I saw another part of myself as a mermaid on the same rock. The mermaid is sometimes a symbol for my inner feminine. She slipped from her perch, into the stream, and swam across to the shore where a man awaited her. She shifted, her tail transforming into legs, and stood to greet him. Together, they walked toward a small round house. Upon entering, she lay down and he began drawing symbols on her body in red ochre, a substance used in goddess ritual.
This place of indwelling could be the realm of what Carl Jung calls the shadow. It is often the place(s) inside ourselves where we hide our deepest pain as well as our brightest gifts.
I ask: what do I need to do to anchor this vision to my outer world?
I need to communicate; this is fundamental to who I am. I shudder, relax, and make an agreement with myself to follow through—a commitment.
Relationships are important to me and they are something I struggle with. I will draw people in, push them away, and feel deeply sad and confused about my own behavior.
I have a hard time trusting people and have all too often put my trust in the wrong ones. This behavior is indicative of instinct injury. Instinct injury is a disruption to our natural instinctive development. It occurs when we are forced into activities or interaction with others that feel off to us.
Sometimes people who make us uncomfortable are caregivers and there is no way for us to avoid them. We may adapt strategies like dissociating or people-pleasing in order to help us deal with the relational and physical distress of a situation.
The tension—the clenching in my jaw, and other places in my body—is residual holding in, and holding off of my physical reaction to relational and environmental volatility.
When we feel threatened or neglected, we may dissociate from what is happening. Having inner worlds we retreat to is natural and healthy. It is also a tactic for navigating environmental and relational stress. If unprocessed, this stress seeps into our flesh.
In my mind’s eye, I envision a large adult man standing over me and yelling. Whether he is yelling at me or around me, my body interprets this behavior as threatening and it’s not wrong.
I brace my body—freezing in this onslaught of frightening energy and part of me stays that way.
Abuse can be subtle, direct, violent, emotional, mental, and environmental. Regardless of how abuse, or neglect, first manifests in our life—it is always relational. Our nervous systems can’t tell the difference from us being abused or from witnessing it between other people.
There was a time in my life in my early 20s when I realized that I had not cried in years. I became aware that there was a moment in my childhood when I had decided that if people around me saw me cry, they would then know how to hurt me again.
My early awareness that my vulnerability could be weaponized is disturbing but astute. Another place I froze and stored more tension in my body.

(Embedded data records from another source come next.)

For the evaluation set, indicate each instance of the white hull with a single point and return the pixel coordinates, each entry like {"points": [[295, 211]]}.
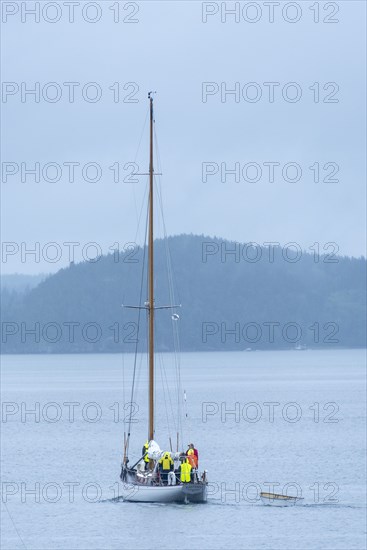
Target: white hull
{"points": [[188, 492]]}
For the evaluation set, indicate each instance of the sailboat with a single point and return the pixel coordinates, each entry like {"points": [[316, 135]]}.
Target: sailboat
{"points": [[143, 482]]}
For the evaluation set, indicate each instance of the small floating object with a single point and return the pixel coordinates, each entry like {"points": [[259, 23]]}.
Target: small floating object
{"points": [[274, 499]]}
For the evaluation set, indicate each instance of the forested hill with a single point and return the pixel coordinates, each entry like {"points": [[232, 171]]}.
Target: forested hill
{"points": [[233, 297]]}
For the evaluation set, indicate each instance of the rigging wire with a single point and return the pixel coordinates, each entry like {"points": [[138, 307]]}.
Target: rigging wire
{"points": [[137, 336], [171, 285]]}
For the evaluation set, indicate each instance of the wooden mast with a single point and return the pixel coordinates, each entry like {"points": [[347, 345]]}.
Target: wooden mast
{"points": [[151, 279]]}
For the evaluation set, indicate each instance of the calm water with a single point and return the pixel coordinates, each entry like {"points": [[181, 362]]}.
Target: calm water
{"points": [[294, 419]]}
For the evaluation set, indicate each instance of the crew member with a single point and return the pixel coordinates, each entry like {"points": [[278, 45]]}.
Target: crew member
{"points": [[144, 452], [185, 471], [165, 465], [196, 453]]}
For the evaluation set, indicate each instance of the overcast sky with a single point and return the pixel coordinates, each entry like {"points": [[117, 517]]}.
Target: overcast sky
{"points": [[171, 50]]}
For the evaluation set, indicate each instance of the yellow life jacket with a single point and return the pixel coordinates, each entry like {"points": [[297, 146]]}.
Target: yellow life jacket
{"points": [[146, 447], [185, 471], [166, 461]]}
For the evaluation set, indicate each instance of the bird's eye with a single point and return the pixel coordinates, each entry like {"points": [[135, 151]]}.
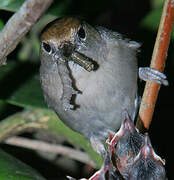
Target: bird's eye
{"points": [[81, 33], [47, 47]]}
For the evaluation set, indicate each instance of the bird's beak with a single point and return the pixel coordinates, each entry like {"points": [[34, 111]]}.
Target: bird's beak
{"points": [[82, 60], [67, 52]]}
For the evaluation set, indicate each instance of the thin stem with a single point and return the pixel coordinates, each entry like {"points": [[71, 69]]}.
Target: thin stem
{"points": [[158, 62]]}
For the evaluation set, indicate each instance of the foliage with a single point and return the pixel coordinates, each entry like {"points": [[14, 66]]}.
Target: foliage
{"points": [[19, 80]]}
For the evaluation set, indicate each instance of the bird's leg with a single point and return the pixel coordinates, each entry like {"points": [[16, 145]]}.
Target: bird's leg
{"points": [[150, 74]]}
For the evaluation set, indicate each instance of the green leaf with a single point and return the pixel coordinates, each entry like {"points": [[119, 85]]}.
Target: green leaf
{"points": [[1, 24], [13, 169], [10, 5]]}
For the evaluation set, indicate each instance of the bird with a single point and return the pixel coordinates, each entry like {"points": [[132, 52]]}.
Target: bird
{"points": [[89, 77]]}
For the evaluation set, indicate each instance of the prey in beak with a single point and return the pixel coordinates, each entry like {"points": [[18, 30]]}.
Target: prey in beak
{"points": [[59, 42]]}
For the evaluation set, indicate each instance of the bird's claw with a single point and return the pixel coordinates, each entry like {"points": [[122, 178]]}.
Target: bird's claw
{"points": [[150, 74]]}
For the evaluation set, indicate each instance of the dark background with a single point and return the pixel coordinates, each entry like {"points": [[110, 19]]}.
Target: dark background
{"points": [[124, 17]]}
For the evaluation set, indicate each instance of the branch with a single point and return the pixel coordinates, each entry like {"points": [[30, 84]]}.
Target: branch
{"points": [[51, 148], [19, 24], [158, 62]]}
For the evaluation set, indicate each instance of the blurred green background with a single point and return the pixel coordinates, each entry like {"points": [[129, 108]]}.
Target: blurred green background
{"points": [[20, 87]]}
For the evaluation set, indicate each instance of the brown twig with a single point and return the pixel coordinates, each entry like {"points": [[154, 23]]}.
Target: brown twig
{"points": [[51, 148], [158, 62], [19, 24]]}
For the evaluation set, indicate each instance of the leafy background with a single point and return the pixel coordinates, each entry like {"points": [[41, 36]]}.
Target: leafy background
{"points": [[21, 92]]}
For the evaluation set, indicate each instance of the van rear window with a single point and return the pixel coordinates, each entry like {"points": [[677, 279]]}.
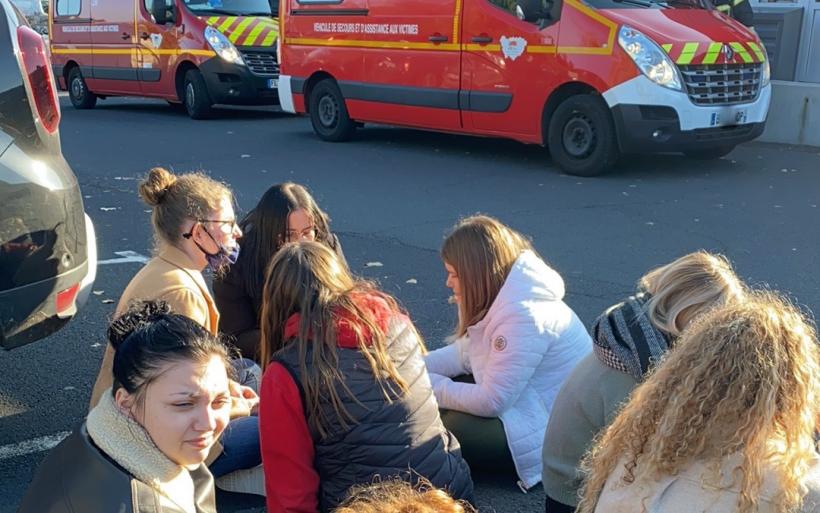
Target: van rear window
{"points": [[68, 7]]}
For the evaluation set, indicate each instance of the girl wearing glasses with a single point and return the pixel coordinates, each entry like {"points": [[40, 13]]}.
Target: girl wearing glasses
{"points": [[285, 213], [194, 228]]}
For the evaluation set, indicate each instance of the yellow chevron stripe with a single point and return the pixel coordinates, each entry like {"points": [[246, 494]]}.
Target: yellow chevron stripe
{"points": [[227, 23], [741, 50], [237, 32], [712, 53], [761, 55], [270, 38], [251, 39], [688, 53], [456, 21]]}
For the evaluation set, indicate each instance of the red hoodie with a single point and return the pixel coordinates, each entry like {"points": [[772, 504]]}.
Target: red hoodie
{"points": [[291, 482]]}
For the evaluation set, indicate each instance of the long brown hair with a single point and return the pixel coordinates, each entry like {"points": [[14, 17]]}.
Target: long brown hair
{"points": [[482, 250], [265, 230], [743, 379], [307, 278]]}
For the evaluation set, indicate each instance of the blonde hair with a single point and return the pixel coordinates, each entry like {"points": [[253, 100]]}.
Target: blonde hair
{"points": [[307, 278], [687, 287], [743, 379], [482, 250], [397, 496], [175, 199]]}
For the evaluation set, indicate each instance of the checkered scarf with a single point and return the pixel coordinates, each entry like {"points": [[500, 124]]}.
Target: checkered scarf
{"points": [[625, 340]]}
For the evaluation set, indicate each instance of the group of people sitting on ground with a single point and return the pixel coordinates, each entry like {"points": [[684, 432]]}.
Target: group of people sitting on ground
{"points": [[301, 382]]}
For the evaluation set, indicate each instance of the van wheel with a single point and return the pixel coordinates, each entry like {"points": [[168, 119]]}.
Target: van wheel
{"points": [[709, 153], [196, 98], [581, 136], [328, 113], [78, 91]]}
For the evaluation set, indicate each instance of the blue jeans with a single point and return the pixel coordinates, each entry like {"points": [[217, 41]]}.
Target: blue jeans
{"points": [[240, 441]]}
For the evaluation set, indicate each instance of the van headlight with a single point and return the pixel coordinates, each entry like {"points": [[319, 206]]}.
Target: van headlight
{"points": [[222, 46], [649, 58]]}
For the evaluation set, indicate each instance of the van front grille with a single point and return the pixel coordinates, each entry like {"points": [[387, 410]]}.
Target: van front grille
{"points": [[261, 63], [722, 84]]}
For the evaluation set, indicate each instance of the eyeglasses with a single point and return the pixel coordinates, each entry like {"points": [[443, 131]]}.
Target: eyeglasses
{"points": [[227, 226], [307, 233]]}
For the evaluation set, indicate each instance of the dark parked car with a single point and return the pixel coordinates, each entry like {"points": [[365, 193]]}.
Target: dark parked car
{"points": [[48, 252]]}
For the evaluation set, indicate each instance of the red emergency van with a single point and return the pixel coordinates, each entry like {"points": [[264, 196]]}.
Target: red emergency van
{"points": [[589, 79], [191, 52]]}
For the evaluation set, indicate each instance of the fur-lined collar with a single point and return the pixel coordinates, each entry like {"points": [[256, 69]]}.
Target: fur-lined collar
{"points": [[125, 441]]}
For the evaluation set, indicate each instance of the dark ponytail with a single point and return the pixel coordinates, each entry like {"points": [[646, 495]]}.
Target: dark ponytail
{"points": [[148, 337]]}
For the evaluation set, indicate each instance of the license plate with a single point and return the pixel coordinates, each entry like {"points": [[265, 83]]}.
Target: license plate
{"points": [[728, 117]]}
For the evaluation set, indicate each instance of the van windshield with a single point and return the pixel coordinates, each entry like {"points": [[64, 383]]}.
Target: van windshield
{"points": [[649, 4], [233, 7]]}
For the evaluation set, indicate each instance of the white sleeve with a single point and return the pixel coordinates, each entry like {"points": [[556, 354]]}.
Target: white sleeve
{"points": [[515, 354], [450, 360]]}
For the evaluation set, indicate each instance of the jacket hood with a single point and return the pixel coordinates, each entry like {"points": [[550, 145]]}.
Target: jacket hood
{"points": [[127, 443], [694, 36], [246, 30], [530, 279]]}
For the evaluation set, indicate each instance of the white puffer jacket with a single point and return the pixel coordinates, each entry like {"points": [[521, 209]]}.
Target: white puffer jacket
{"points": [[519, 354]]}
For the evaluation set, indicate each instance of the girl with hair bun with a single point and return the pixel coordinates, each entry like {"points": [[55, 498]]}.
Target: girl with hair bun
{"points": [[142, 447], [194, 227], [724, 424]]}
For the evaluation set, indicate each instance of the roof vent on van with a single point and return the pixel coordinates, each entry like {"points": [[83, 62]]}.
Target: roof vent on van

We are most susceptible to abuse when we are at our weakest. We are never weaker than when we are children. This phase of fragility, however, can become constitutional if we are not supported in building resilience.
We need context for what is happening within and around us and support in processing it.

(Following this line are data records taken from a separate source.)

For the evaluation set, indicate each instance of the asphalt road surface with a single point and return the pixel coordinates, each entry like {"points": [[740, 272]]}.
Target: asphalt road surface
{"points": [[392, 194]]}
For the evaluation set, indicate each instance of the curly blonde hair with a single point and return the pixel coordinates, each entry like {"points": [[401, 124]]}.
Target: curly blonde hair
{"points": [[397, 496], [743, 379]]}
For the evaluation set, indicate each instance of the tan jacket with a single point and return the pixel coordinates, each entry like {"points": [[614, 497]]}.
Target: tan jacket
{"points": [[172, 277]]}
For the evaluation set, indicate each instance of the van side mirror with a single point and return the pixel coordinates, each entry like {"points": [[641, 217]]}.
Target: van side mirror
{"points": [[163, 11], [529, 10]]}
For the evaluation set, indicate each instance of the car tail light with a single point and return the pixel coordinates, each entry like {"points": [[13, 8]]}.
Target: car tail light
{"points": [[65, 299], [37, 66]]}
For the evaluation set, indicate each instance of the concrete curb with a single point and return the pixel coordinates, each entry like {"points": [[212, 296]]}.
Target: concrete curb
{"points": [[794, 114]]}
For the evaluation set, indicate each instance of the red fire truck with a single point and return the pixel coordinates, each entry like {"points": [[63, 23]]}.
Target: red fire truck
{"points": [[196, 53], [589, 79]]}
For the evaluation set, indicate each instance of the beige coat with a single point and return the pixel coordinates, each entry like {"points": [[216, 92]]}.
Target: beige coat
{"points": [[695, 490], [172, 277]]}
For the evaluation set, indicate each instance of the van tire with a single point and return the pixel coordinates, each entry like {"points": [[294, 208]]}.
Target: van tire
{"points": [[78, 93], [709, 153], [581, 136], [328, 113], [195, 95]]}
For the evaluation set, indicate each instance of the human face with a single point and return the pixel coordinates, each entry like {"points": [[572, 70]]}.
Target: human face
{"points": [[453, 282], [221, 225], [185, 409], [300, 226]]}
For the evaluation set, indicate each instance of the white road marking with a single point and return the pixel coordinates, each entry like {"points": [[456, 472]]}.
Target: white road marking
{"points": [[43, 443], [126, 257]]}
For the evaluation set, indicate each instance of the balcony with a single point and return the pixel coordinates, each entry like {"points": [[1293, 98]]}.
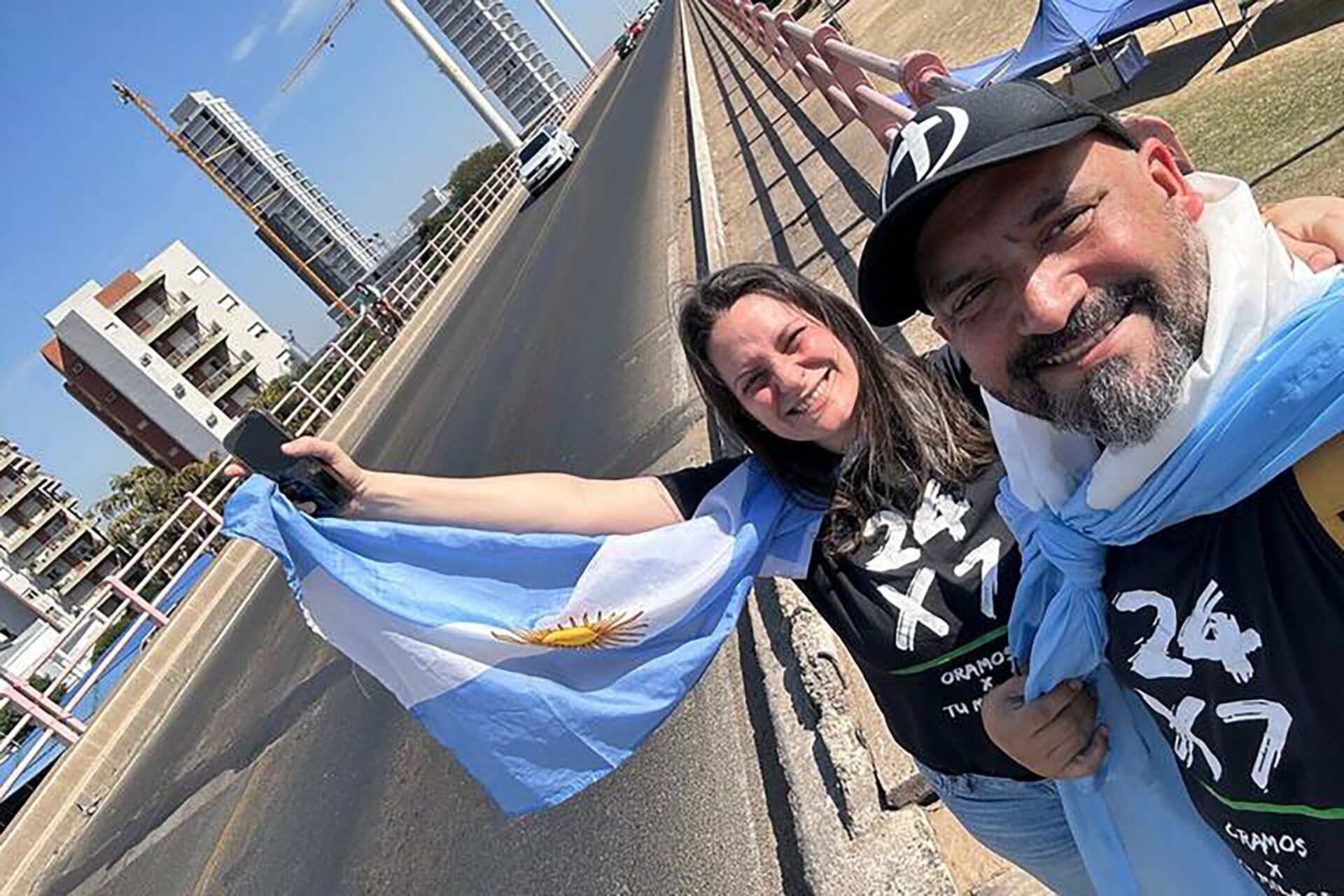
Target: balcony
{"points": [[125, 301], [81, 570], [65, 539], [34, 526], [171, 315], [20, 493], [186, 358], [227, 377]]}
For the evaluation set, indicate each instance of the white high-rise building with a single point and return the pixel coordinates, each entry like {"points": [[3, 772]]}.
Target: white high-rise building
{"points": [[51, 559], [503, 54], [290, 204], [166, 358]]}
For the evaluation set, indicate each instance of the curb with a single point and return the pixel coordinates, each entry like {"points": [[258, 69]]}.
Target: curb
{"points": [[93, 767], [854, 796]]}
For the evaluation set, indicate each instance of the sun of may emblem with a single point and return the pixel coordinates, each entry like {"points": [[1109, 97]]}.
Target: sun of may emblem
{"points": [[615, 630]]}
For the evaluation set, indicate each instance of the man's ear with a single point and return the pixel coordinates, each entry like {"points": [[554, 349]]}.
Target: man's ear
{"points": [[1163, 168]]}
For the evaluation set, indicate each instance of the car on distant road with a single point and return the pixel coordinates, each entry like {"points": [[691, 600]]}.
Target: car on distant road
{"points": [[545, 156]]}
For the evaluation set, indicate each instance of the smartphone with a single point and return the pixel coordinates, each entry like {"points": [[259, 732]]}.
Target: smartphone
{"points": [[255, 441]]}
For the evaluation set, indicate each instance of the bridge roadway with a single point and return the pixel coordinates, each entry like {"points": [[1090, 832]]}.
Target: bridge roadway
{"points": [[283, 770]]}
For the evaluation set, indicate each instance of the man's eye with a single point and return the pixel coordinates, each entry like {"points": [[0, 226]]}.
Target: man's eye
{"points": [[971, 298], [1070, 223]]}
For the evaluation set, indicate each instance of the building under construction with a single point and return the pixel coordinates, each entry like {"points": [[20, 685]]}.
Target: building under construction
{"points": [[293, 209], [503, 54]]}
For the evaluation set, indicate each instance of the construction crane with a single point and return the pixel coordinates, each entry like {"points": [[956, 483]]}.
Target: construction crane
{"points": [[436, 52], [327, 293], [324, 41]]}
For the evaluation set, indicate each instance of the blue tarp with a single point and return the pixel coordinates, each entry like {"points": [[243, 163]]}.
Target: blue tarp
{"points": [[101, 690], [1068, 29]]}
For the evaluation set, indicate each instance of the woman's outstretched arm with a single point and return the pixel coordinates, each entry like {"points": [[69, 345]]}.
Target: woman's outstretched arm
{"points": [[521, 503]]}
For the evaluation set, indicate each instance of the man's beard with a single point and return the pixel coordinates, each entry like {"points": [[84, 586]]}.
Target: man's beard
{"points": [[1119, 403]]}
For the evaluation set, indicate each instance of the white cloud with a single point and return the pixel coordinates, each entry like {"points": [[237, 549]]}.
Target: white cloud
{"points": [[296, 10], [246, 45]]}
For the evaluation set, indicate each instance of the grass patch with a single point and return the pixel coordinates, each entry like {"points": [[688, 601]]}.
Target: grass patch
{"points": [[1243, 115]]}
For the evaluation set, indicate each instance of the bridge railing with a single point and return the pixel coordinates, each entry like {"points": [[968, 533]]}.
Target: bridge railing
{"points": [[140, 584], [822, 59]]}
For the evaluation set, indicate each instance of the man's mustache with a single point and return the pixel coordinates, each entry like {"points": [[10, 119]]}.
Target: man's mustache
{"points": [[1101, 307]]}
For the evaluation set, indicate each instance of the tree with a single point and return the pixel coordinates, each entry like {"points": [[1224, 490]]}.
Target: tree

To shift this state, I need to bring these parts of myself into a loving and safe presence, both symbolically and physically.
I begin by asking myself a series of questions:
“What do I feel in my body? Fear. How old do I feel? Four.”
I see a sweet child with bobbing blonde curls blue eyes wide with shock. “You’re safe,” I tell my inner 4-year-old.
Shivers. Itching. Twitching. Fidgeting. Sensations are good.
I hold my arms out to her but, no, this time she needs space.
There’s a bubbling desire to play, to communicate, to engage my lover, and drive forward with my business endeavors. Yet there is wisdom in this sweet one that must be honored.
Upon this bridge between dreams and body I pause and listen.